Adam, I suspect that some of these lurkers who have just signed up to comment are actually part of the comment spam Jim Lippard mentioned.

June 01, 2006 11:29 AM  
Blogger Lippard said...

Buermann wrote: "Packet neutrality has only been called into serious question since a June 2005 Supreme Court ruling [NATIONAL CABLE & TELECOMMUNICATIONS ASSN. V.BRAND X INTERNET SERVICES] that internet service was an information service rather than a telecommunications service (as all carriers over phone lines get equal service, so too did all internet carriers - google, kevin - get equal service: this was the way of ensuring market access to competitors with the Bells and market access for smaller ISPs, who are dependent on the bigger companies up the pipe - no longer the case in principle as it wasn't for some time in fact). Thus did the courts re-regulate the market by dictate."

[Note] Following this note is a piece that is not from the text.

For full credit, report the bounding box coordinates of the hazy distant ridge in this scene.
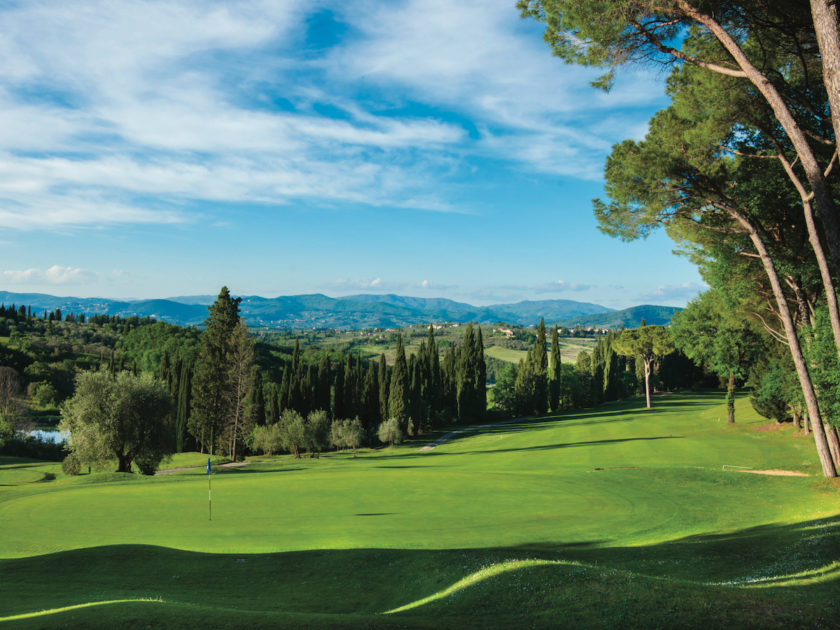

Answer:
[0,291,679,328]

This is not factually correct. Brand X did not result in a decision that Internet was classified as an information service--Internet has always been classified as an information service. Brand X was an attempt by Brand X Internet to get the FCC to regulate cable companies the way it regulated the telcos, and require them to open up their last-mile networks to common carriage, the way that the telcos were forced to allow third-party DSL providers to use their lines. Brand X lost the case, and cable maintained the status it has always had, as a private, contract carrier (not a common carrier). The telcos then argued that it is now time that they be treated the same with respect to DSL, and the FCC agreed--that status changes next year.

There has *never* been regulation of Internet services (as opposed to regulation of the telco wires), nor regulation of Internet interconnection agreements (apart from standard contract law and antitrust). When third-party DSL providers use telco wires, they do *not* interconnect Internet services with the telcos--companies like Covad and Speakeasy contract with Internet backbone providers to get connections to the Internet, and contract with the telcos to get the access circuits from the customers to their facilities.